The most notable thing about the internet is how quickly we are able to get information. By opening up X, or Instagram, or YouTube,or even Google you can immediately be given the latest reports.
Except, that isn’t always the case.
In the wake of the New Orleans terrorist attack that killed fourteen people the morning of Jan. 1, misinformation about the attacker overtook reports about the actual attack. Both sides of the political spectrum were spreading false information, and many even doubled down on their outright incorrect accusations.
To be clear, the man who committed the attack, Shamsud-Din Jabbarwas, was an American citizen by birth and a veteran. There is also the complicated question of his motivation because while he carried an ISIS flag during the attack and filmed videos in support of them prior to the attack, it does not appear that he was in any real contact with ISIS members. What officials were able to find evidence of was a history of rough divorces and domestic abuse.
Yet, immediately after the attack, all anyone could focus on was not the victims or the city of New Orleans but rather pointing the finger at the newest conspiracy surrounding the attacker.
Marjorie Taylor Greene, United States Representative of Georgia’s 14th congressional district claimed this on her X account: “New Orleans terrorist attacker is said to have come across the border in Eagle Pass TWO DAYS AGO!!! Shut the border down!!!” in spite of Jabbarwas being a birthright American citizen.
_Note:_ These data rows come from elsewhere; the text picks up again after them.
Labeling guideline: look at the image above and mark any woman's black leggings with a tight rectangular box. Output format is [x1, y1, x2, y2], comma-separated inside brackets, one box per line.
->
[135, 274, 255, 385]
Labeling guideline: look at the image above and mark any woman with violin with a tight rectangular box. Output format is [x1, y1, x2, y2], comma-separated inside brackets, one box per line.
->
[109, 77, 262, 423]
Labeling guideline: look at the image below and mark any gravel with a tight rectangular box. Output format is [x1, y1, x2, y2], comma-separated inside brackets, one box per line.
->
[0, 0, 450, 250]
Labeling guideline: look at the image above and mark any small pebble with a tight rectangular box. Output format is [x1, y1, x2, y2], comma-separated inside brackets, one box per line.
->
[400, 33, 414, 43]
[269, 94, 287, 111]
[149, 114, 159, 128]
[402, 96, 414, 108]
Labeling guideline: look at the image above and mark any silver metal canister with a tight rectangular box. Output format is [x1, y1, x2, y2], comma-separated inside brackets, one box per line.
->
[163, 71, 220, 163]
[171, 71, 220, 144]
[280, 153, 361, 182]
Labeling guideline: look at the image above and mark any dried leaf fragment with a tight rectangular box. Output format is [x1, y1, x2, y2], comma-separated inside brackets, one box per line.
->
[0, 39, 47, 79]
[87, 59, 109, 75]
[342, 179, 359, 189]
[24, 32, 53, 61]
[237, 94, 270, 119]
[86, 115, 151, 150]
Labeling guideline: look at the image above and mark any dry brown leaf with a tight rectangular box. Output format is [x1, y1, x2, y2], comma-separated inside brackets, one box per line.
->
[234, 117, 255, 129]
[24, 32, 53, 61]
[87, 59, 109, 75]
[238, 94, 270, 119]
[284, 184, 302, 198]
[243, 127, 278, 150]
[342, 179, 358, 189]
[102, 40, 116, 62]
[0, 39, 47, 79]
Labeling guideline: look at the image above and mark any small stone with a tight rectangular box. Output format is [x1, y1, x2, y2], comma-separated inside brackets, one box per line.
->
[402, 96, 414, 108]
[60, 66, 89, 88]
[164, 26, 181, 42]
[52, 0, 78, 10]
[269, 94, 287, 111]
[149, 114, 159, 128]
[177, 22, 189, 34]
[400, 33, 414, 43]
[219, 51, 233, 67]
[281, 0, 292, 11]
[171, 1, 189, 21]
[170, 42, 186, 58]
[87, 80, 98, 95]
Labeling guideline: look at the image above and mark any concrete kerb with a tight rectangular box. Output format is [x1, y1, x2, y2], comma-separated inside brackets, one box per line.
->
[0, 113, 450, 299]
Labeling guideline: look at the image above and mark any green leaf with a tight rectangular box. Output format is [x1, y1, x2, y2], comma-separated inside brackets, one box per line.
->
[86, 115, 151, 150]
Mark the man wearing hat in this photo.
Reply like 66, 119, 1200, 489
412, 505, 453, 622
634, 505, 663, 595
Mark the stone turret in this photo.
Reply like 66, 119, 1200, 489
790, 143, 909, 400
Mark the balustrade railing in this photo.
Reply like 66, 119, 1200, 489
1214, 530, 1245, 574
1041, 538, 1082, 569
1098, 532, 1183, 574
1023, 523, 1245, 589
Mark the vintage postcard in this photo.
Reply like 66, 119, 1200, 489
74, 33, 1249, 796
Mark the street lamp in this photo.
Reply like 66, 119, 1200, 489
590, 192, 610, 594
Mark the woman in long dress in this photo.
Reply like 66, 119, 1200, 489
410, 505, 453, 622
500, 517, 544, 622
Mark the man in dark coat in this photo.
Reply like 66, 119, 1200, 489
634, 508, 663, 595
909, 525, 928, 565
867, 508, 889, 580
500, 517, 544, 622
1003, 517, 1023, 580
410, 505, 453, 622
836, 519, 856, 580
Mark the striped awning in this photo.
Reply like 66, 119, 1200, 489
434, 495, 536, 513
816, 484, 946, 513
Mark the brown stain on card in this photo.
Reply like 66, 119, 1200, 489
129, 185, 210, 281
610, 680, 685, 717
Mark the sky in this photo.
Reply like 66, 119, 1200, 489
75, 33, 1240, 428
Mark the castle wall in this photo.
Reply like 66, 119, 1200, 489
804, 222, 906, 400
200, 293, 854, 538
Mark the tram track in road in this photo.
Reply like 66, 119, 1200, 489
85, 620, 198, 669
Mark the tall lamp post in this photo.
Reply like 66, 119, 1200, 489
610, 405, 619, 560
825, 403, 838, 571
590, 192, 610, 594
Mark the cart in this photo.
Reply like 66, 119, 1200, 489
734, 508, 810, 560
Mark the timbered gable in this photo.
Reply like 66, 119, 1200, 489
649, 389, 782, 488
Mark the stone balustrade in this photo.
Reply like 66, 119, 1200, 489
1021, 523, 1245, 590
On a similar note, many people who lean left on the app Threads were claiming that authorities weren’t naming Jabbarwas as a terrorist because he did not, quote on quote, “kill a rich white CEO” (in reference to Luigi Mangione being charged with terrorism for the killing of United Healthcare CEO Brian Thompson). Those users quickly backpedaled when other users corrected them and stated that it was being labeled a terrorist attack; those same people then doubled down on the reasoning and claimed that authorities were only now labelling it as a terrorist attack because the attacker had been confirmed to be Muslim.
The reality is that Jabbarwas was killed on site of the attack, and authorities had discovered that he had two IED’s (independent explosive devices) and were unsure if there could be more planted around the city. Their focus was on protecting the city from another possible attack, not labelling the already dead attacker as anything until they were sure the city was safe.
People are getting too used to having information readily available at their fingertips; it makes it so that when the information isn’t readily available, their desperation sends them to “sources” that are just spewing whatever comes to their heads. Investigations take time, but the way the internet works demands that they happen in seconds or else suddenly conspiracies are popping up left and right.
Taking supposed “facts” you see on the internet with no verifiable source (whether that be from an unreliable public figure or a random fellow internet-user) as inherently correct is beyond dangerous.
Check your sources and check your biases.
You never know when you could be the next person spreading false “facts.”